Burada, yirmi yedi yıl önce yaptığım, yine bir Datça sürüşünden bahsetmek istiyorum. Yılın modeli, Kawasaki ZXR750 spor motosikletim ile gitmiştim. O yıllar, Marmaris Datça yolunda, bazı yerlerde iki otomobil yan yana geçemiyor, otobüsler bir geri manevra yaparak bazı virajları dönebiliyordu. Hava kararmaya yüz tutmuştu ve ben bu virajlarda pür dikkat Datça’ya varmaya çalışıyordum. Aynı gün spor motosikletin üzerinde bin kilometreyi doldurmak üzereydim. Yol kenarlarında otlayan yaban keçileri bana “ne haber Tolga” demeye başlamıştı. Salimen vardığımda ilk işim, bacaklarıma bakmak oldu. Su toplamıştı. O günler ile mukayese dahi edilmez bu günkü Datça yolu.

Datça virajlarındayım. Aynamda ışıklar gördüm. Üç motosiklet tempo geliyordu. Arkamdakinin şişman boksör olduğunu fark ettim. Teleleveri varsa, olmayanın virajda şansı yok. Yine de biraz daha hızlanayım, bakalım önlerinde ne kadar sürebileceğim. Çizgimi beğenmiş olacaklar ki, bir süre öyle gittik. Viraj keyfini birlikte yaşadık diyebilirim. Hatta sol elimle, çok iyisiniz işareti yapmayı da ihmal etmedim. Onlar da sanırım beni çözemediler. Uzun yola tek bir soft arka çanta ile çıkan, kendimden başka birini ben de görmediğim için, sanki oraların insanıymışım zannetmiş olabilirler. Yol müsait olduğunda geçip, gittiler. Yanılmamışım, iki BMW R1200 GS Adventure ve bir KTM 1290.

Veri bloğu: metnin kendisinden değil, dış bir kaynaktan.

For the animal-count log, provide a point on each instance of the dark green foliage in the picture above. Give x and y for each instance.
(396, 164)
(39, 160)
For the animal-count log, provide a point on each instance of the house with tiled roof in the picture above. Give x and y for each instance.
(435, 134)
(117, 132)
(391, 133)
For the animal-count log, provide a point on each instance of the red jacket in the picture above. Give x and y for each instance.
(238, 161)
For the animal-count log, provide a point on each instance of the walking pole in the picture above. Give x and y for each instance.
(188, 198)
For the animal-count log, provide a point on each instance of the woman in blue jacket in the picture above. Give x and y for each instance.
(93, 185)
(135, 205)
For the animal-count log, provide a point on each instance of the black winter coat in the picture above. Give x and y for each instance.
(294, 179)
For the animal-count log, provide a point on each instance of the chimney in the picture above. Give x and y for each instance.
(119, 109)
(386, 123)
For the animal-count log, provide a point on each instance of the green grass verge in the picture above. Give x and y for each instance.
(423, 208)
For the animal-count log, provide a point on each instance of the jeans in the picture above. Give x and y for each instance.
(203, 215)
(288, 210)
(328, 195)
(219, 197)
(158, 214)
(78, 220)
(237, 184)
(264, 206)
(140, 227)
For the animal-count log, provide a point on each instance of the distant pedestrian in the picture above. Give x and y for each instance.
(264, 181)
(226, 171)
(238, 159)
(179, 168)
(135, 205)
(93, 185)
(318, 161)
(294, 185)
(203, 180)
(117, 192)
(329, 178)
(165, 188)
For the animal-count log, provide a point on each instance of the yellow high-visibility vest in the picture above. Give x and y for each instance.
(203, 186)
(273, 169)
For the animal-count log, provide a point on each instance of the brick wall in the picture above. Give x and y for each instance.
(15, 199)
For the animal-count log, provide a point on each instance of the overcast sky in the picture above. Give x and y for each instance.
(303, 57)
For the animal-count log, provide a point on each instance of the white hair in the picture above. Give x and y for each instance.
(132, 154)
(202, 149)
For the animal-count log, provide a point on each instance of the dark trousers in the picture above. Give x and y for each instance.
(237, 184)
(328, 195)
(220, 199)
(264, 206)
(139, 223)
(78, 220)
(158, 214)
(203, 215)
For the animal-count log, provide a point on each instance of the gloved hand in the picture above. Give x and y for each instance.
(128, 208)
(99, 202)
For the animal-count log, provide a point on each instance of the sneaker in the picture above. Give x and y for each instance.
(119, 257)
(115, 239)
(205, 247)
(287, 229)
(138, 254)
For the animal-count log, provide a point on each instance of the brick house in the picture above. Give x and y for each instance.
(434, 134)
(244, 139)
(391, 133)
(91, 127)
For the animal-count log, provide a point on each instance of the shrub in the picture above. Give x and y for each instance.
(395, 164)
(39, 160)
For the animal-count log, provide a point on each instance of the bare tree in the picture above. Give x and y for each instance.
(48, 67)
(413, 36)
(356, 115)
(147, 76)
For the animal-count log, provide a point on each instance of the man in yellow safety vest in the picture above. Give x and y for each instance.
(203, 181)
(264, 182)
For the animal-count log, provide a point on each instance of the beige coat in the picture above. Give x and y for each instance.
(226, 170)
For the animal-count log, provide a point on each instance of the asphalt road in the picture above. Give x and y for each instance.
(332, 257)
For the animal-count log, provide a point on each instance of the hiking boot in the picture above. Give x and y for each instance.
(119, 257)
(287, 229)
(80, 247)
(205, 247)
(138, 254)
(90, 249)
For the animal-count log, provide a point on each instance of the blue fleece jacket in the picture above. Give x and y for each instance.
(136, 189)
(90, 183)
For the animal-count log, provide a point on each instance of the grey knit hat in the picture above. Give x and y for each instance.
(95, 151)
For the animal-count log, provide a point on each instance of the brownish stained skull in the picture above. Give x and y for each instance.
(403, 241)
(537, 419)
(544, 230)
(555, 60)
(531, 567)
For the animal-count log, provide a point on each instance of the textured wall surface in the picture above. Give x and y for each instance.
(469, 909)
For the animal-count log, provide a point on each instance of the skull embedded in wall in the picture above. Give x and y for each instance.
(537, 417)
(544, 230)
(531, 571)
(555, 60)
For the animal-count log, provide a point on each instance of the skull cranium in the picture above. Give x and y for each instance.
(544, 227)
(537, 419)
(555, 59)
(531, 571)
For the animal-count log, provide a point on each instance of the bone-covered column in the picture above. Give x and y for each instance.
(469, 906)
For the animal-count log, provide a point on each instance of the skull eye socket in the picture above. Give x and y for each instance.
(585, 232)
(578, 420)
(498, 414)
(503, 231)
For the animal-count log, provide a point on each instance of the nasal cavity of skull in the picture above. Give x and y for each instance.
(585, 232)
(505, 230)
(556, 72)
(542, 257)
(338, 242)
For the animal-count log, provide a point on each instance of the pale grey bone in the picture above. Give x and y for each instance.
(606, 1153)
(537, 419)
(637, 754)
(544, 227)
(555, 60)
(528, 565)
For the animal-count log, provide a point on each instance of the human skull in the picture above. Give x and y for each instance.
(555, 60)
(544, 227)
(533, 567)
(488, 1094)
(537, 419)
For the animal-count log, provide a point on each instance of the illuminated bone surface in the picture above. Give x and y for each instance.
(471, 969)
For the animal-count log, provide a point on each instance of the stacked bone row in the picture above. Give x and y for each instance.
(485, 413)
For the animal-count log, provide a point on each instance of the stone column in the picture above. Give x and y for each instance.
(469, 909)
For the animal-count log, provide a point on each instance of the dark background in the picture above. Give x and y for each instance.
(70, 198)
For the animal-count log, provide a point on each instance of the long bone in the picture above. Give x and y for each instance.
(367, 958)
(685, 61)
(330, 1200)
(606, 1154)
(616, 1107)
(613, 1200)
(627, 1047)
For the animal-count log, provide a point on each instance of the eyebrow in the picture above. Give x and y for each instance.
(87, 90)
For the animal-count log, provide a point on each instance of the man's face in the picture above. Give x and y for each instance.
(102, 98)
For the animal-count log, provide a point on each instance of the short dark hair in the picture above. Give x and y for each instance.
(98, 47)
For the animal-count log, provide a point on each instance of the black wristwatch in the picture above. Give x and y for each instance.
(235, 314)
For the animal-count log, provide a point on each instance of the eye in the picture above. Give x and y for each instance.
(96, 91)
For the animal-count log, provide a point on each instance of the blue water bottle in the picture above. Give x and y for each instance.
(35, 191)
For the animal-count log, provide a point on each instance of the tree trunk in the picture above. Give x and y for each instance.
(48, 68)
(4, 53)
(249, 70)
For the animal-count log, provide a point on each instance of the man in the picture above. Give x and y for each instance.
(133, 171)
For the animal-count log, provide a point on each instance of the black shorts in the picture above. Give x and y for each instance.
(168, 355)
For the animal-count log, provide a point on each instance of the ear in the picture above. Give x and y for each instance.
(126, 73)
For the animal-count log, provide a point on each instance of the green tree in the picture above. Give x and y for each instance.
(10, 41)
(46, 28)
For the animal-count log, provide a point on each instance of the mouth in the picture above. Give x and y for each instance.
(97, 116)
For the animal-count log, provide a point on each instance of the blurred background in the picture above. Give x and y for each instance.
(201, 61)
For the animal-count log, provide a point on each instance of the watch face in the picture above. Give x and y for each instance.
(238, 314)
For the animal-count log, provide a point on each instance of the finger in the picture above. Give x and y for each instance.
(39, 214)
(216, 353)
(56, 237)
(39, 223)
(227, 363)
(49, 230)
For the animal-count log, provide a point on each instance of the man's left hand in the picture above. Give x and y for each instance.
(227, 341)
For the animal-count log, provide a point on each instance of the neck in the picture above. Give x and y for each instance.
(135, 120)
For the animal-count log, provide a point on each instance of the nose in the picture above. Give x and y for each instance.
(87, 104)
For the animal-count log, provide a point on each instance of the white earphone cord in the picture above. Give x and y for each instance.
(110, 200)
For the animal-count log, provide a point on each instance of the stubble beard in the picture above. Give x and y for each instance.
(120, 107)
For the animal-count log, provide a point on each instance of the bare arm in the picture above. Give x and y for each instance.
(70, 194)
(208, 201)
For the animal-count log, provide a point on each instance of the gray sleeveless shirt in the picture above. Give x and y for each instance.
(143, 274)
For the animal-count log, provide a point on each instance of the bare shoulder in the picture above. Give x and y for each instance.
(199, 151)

Volkan ağabeye vardığımda hava kararmamıştı henüz. Yoldaki tempo tahminimden önce gitmeme yaradı. Şansıma hava güzel gitti. Güney sürüşü için, su geçirmez içi çıkabilir yazlık Dainese ceket ve Rider Denim pantolonumu seçmiştim. Çok rahat ettim.

Datça yolu biraz eğitim yolu gibi olmuş. Zaten orada, Bora otelin sahibi arkadaşımız Yankı Bora, bir BMW R1200 GS kullanıcısı olduğu için, motosiklet grupları da orada konaklıyor. Yankı’ya Trakya’dan selam getirmiştim, uğradım yerinde yoktu.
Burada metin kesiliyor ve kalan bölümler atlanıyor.